大切な人や活動、プロジェクトに誠意を尽くすことは、豊かで意義のある生活を送るための重要なかぎとなる。

問題は誠意を尽くすことではない。一つのものや努力している活動に執着するあまり、それがアイデンティティになってしまうことだ。

何かをとことん突き詰めたいと思うのはいいが、やりすぎてはいけない。

(P.138)

 仕事で良い結果を出せた日は気分が高揚し、ミスが続くと自己嫌悪に沈む。このジェットコースターのような心の揺れは、「仕事」というたった1本の柱で自分を支えようとしているから起こる。

 柱がぐらつけば心も一緒に揺れてしまうのだ。

 本書は、1つの役割だけに自己を預けるほど、うつ病や燃え尽き症候群のリスクが高まると警鐘を鳴らす。

 歯車が噛み合わなくなった瞬間、「自分には価値がない」と錯覚してしまうからだ。

 では、どうすればよいのか。

 スタルバーグは、アイデンティティは流動的であるべきだと強調する。

 複数のアイデンティティを持っていれば、どれかが揺らいだとしても“別の私”が支柱となり、心をしなやかに支えてくれると、スタルバーグは述べている。

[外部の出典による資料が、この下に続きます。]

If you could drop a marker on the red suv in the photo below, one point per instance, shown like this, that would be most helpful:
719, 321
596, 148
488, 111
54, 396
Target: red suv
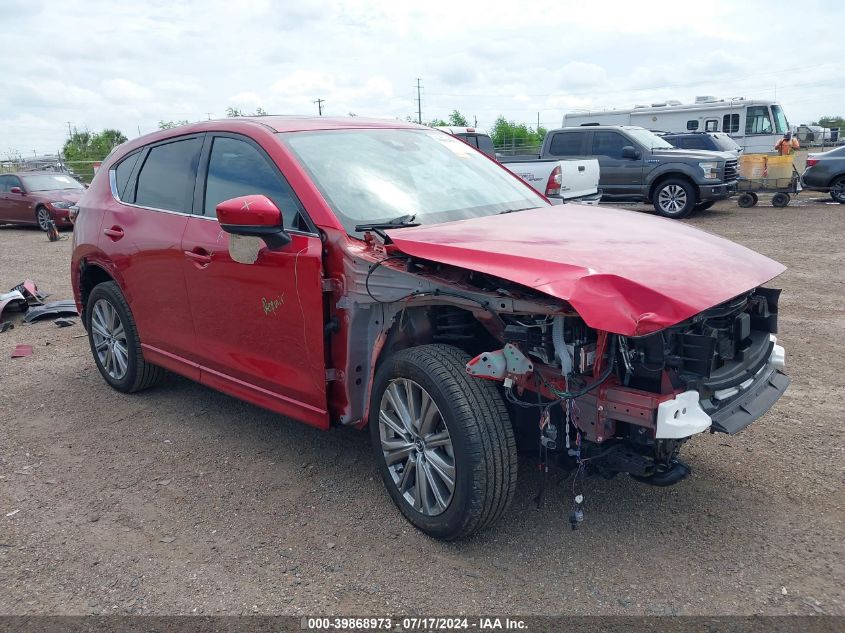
383, 274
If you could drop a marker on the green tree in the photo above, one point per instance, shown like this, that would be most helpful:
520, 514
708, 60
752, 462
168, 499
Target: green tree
457, 119
83, 149
166, 125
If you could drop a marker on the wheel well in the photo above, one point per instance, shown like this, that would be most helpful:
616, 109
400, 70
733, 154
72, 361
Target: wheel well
91, 276
672, 176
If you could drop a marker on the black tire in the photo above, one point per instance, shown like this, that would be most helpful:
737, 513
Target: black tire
780, 200
139, 374
43, 217
671, 193
837, 190
482, 440
746, 200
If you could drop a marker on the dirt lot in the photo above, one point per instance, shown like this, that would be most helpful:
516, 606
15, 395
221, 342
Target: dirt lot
183, 500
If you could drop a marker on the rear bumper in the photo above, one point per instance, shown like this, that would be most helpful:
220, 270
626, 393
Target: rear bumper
717, 192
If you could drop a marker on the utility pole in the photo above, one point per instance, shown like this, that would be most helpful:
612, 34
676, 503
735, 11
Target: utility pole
419, 103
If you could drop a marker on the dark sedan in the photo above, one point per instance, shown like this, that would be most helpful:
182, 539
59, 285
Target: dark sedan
38, 197
826, 172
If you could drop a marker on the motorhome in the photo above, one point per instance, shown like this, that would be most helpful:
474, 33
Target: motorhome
756, 125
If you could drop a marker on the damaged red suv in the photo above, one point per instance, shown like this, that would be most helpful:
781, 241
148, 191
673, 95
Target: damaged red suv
385, 275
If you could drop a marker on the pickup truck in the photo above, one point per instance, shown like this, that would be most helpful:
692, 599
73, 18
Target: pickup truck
637, 165
383, 275
558, 180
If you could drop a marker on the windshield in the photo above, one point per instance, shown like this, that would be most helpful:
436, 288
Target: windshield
49, 182
781, 125
648, 139
376, 175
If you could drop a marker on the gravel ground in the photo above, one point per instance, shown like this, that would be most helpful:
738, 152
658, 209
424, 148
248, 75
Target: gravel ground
183, 500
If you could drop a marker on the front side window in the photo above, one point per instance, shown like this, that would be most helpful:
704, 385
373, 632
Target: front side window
236, 168
757, 120
166, 180
781, 124
378, 175
50, 182
566, 144
608, 144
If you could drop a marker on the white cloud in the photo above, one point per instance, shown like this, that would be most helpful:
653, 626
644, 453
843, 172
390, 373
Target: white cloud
129, 65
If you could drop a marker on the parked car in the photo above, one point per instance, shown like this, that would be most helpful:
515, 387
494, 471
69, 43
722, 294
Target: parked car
826, 172
38, 197
353, 272
637, 165
558, 180
712, 141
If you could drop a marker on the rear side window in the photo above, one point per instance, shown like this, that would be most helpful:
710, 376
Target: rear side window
237, 168
167, 178
566, 144
123, 171
607, 143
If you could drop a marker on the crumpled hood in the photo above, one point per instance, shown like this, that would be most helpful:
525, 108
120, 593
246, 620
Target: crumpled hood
623, 271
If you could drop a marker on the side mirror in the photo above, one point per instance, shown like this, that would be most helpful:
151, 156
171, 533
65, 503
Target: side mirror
629, 151
254, 216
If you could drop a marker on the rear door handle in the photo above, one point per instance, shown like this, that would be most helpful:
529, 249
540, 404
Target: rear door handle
115, 233
201, 257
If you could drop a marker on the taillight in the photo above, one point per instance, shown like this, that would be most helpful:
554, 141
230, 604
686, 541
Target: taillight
553, 184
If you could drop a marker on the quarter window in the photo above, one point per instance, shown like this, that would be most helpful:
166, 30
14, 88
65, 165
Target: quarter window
167, 178
566, 144
757, 120
123, 171
730, 123
236, 168
607, 143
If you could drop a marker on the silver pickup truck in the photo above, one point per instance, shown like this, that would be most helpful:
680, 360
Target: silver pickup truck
555, 178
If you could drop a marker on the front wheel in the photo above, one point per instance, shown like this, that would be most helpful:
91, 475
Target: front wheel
43, 217
443, 441
674, 198
837, 190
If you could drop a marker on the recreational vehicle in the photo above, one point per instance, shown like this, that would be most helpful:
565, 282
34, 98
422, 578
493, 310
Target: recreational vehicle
756, 125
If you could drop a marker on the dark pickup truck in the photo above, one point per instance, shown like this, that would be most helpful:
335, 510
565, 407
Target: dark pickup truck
638, 165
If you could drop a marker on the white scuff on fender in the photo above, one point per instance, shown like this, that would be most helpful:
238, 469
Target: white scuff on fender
680, 417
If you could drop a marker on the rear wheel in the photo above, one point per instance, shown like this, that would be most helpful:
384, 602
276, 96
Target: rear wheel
837, 190
443, 442
747, 199
43, 217
114, 341
674, 198
780, 200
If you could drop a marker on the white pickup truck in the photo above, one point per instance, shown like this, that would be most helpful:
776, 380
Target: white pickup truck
567, 179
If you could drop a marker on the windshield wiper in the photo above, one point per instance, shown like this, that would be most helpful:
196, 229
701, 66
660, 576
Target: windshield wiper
397, 222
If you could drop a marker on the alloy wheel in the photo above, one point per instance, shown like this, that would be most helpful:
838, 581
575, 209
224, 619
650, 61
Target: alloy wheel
109, 339
43, 217
417, 447
672, 199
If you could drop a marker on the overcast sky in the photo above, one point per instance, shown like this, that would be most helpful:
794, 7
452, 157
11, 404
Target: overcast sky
130, 64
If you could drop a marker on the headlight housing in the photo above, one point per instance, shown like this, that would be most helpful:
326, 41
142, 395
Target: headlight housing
710, 169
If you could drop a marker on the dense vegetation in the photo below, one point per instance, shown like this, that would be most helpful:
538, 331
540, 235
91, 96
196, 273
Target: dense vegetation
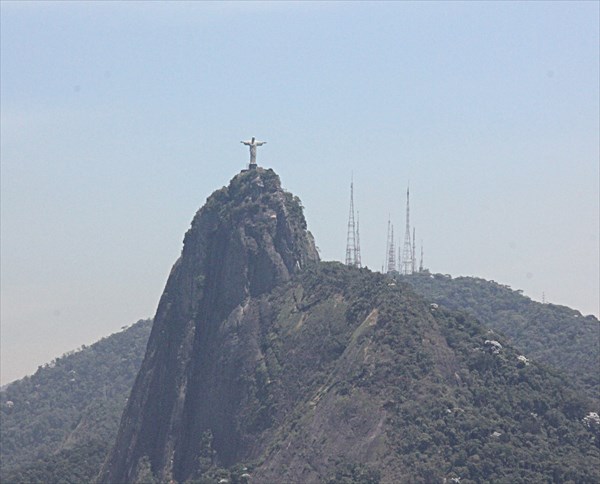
58, 424
355, 360
555, 335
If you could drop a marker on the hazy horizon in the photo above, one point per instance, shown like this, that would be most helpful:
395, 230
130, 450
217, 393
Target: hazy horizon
119, 119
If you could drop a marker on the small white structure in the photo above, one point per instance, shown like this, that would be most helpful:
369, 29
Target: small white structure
592, 419
494, 346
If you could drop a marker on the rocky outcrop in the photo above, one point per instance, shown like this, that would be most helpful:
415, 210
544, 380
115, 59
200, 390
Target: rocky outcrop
249, 237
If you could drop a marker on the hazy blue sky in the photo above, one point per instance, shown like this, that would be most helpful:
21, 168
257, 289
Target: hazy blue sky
119, 119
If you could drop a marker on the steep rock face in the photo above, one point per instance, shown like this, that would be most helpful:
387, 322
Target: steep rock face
248, 238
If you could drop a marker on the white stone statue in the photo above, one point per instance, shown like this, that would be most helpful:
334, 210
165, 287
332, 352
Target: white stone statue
253, 143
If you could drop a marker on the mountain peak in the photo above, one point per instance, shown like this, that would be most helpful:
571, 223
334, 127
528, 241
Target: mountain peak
248, 238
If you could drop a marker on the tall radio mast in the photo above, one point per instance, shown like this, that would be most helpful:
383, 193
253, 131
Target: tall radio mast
408, 254
352, 242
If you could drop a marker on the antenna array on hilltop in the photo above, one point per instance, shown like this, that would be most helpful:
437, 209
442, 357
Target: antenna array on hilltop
352, 239
406, 261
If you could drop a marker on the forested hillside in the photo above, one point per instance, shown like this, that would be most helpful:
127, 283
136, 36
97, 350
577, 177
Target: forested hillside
58, 423
555, 335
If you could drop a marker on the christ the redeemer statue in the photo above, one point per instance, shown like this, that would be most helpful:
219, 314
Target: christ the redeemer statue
253, 143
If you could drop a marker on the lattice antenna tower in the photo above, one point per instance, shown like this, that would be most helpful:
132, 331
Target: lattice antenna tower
414, 254
357, 260
391, 266
351, 251
407, 265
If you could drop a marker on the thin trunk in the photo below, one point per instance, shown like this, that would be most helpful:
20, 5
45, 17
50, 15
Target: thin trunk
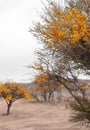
8, 108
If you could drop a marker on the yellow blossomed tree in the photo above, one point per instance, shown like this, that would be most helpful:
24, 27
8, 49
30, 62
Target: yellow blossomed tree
12, 92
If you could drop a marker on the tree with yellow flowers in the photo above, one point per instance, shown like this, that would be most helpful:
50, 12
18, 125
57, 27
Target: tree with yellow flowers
64, 33
11, 92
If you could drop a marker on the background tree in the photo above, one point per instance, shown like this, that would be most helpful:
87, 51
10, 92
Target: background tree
65, 33
11, 92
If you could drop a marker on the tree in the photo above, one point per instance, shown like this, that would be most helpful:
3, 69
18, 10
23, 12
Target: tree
11, 92
65, 33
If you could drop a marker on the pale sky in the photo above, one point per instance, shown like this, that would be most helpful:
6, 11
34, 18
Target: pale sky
17, 45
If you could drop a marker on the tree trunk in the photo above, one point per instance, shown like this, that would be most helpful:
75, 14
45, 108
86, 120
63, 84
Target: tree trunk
8, 108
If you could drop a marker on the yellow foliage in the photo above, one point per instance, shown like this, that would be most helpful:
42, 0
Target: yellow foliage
13, 91
68, 27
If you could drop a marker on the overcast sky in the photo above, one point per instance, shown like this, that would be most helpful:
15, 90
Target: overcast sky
17, 45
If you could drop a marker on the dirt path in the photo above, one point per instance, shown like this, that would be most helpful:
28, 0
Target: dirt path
36, 116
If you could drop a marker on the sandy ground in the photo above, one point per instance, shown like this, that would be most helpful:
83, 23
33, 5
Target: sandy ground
36, 116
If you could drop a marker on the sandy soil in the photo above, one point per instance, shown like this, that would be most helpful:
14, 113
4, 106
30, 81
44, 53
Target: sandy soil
36, 116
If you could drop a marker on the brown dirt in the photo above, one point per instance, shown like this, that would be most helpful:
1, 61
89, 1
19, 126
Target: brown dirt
36, 116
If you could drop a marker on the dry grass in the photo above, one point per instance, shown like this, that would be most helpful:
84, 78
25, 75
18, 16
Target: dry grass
36, 116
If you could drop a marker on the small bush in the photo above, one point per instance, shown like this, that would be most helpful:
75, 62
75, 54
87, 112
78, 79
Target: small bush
81, 111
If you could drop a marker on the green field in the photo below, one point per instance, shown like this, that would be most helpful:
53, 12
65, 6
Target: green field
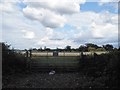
55, 61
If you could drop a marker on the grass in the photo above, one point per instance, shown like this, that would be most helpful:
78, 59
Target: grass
56, 61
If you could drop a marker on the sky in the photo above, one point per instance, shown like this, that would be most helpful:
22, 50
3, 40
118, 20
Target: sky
58, 23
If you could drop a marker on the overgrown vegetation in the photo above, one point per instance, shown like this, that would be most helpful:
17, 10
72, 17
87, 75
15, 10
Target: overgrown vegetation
12, 61
103, 69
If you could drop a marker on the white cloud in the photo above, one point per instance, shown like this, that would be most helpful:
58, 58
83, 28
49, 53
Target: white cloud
92, 26
28, 34
51, 12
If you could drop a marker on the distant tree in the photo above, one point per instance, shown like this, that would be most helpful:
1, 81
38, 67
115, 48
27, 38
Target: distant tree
47, 49
40, 49
82, 48
91, 45
108, 47
68, 48
91, 49
100, 49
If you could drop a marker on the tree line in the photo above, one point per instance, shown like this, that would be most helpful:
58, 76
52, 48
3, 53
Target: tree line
82, 48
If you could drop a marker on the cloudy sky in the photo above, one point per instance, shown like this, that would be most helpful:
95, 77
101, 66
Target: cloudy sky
58, 23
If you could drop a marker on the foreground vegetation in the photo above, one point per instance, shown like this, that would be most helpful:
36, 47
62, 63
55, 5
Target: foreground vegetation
102, 70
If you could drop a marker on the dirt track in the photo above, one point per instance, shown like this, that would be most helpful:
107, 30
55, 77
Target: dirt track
44, 80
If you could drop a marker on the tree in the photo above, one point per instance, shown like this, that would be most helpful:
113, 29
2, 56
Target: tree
68, 48
82, 48
91, 45
108, 47
91, 49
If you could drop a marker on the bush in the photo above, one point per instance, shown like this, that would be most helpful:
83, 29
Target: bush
11, 61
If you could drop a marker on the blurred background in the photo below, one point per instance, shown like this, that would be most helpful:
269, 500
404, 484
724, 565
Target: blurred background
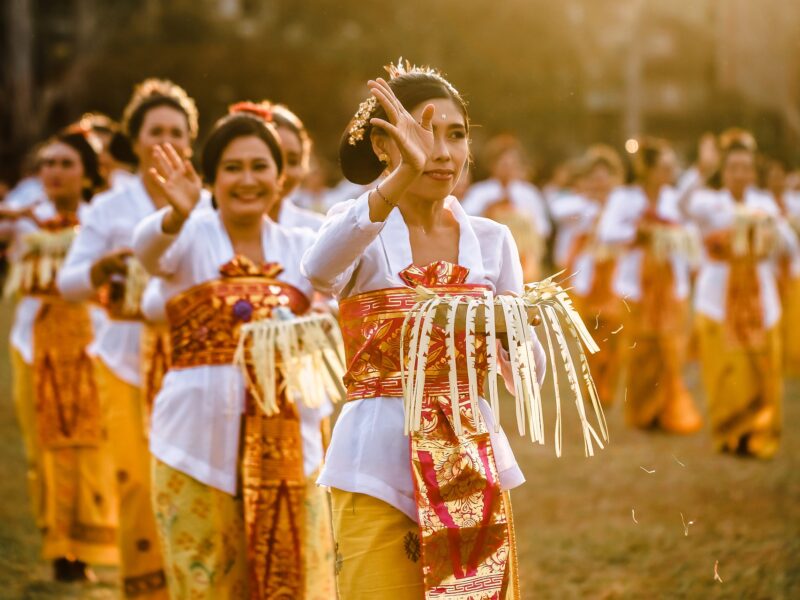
560, 75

 たとえば、昼間はエンジニア、夜は家族の料理担当、週末は地域のバスケットボールチームのコーチ。そんなふうに複数の流動的なアイデンティティを持つだけで、自分が1つの場所に依存しなくなる。

長期にわたって結果を出し続ける人の共通点

 変化の激しい時代に、自分の仕事や業界が10年後も同じ形で残っている保証はない。「これが私だ」と固執すること自体がリスクとなる。

 一方、アイデンティティが流動的な人は、環境の変化を追い風にできる。

健康で高いパフォーマンスを維持している個人は、(中略)自分自身を何度も再構築することで、強くて耐久性のあるアイデンティティを維持しているのだ。

(P.27)

 本書が訴えるのは、「自分らしさ」への固執を手放し、時代や状況に合わせてアイデンティティを自由に再構築する生き方だ。

「これが私だ」と決めつけず、柔軟性を武器に自分の生き方を更新し続ける。それこそが、心身ともに健やかに働き続けるための最強戦略だ。

※本稿は『Master of Change 変わりつづける人:最新研究が実証する最強の生存戦略』より一部を抜粋・編集して構成しました。